Стол тем временем преобразился. Грязную посуду убрали, перед каждым поставили десертную тарелочку, а середину скатерти заняли вазы с фруктами, миндаль, маленькие печеньица и цукаты всех цветов.
– Я не знал, – сказал Берл, – что французы были так великодушны к евреям… после дела капитана Дрейфуса[72] я полагал, что от них трудно ждать юдофильства.
– Нет, – сказал Давид. – Они не чинили никаких препятствий. И для лютеран построили кирху – это уже Красный Крест. Вообще, об этом мало говорят, но и у немцев в лагерях военнопленных для евреев были походные синагоги и кошерная еда.
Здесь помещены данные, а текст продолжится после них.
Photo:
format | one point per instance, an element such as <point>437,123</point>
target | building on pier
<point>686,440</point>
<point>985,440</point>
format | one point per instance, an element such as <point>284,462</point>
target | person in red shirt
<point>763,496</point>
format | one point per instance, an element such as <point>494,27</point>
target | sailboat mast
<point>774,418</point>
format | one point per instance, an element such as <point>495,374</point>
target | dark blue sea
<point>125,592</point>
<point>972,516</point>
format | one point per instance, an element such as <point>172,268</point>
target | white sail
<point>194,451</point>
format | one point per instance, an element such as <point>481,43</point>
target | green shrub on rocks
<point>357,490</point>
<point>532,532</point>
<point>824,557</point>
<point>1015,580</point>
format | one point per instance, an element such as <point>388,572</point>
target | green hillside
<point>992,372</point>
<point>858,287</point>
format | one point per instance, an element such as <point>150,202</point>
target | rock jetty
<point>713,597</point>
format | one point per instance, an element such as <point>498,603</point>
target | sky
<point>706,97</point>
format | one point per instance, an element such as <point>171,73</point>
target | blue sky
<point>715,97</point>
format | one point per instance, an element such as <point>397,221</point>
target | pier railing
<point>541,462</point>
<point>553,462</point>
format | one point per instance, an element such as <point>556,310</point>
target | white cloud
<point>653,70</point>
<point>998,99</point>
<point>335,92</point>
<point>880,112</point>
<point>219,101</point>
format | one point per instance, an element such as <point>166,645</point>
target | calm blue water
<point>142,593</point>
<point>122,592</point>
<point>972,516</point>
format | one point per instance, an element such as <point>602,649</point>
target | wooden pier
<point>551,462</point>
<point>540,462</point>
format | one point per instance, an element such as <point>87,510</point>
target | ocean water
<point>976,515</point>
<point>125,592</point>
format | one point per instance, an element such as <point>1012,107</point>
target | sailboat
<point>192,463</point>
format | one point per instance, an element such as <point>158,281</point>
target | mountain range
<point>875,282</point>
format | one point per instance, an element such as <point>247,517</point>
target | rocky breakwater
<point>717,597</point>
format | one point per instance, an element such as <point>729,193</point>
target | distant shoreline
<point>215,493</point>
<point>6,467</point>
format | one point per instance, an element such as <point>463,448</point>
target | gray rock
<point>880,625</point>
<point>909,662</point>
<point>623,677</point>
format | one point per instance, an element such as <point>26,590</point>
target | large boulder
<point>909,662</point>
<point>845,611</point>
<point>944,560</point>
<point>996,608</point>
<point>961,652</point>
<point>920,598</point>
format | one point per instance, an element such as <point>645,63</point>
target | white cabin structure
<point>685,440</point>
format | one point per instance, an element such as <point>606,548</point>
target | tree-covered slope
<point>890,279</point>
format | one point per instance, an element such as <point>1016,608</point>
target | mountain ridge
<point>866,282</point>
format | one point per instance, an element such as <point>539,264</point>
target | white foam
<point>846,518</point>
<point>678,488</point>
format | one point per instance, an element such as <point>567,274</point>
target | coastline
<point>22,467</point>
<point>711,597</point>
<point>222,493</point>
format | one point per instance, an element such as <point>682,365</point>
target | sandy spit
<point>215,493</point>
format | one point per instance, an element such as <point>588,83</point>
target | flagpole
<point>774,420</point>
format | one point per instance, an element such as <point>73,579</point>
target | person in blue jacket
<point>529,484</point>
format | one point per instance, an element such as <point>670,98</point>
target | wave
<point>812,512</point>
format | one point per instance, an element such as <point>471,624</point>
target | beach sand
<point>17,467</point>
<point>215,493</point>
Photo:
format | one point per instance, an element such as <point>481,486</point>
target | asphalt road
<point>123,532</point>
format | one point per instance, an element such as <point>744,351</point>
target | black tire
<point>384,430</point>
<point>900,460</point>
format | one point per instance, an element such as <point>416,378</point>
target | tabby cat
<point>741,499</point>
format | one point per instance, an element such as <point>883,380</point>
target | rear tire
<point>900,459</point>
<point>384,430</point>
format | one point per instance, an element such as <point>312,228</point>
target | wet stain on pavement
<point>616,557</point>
Всего только двадцать лет назад. Невозможно поверить. – Давид замолк.
– Мы благодарим вас за прекрасный вечер, – сказала Мадлен. – Курту пора спать.
Берманы завтракали рано, как только Берл с Янклем возвращались с утренней молитвы. После завтрака из обязательных дел у Баси был урок музыки. Учительница очень просила не прерывать на каникулах упражнений для беглости пальце. Рохл играла гаммы и ганоны под поощрительным взглядом матери. Только полчаса, не забывая про радость суккота. Дальше был коротенький урок с Хаей. Ей было четыре – время учиться буквам святого языка. Они обе любили это занятие: сначала узнавать знакомые буквы в красивой книжке «Алеф-бет», а потом рисовать самой, не жалея бумаги, «ламеды» с огромными гребешками, «далеты», как воротца без левой стеночки, и «йуды» – мелкие, но задорные, как капли дождя. Закончив с этими делами, Бася подхватила приготовленный спозаранку пакет, отдала распоряжения кухарке и, предупредив Рейзл, накинула шаль и вышла из дома. По-девичьи резво она перебежала через улицу и стукнула дверным молоточком к соседям. Мадлен открыла, и было видно, что она рада Басе. Они обнялись, как давние подруги.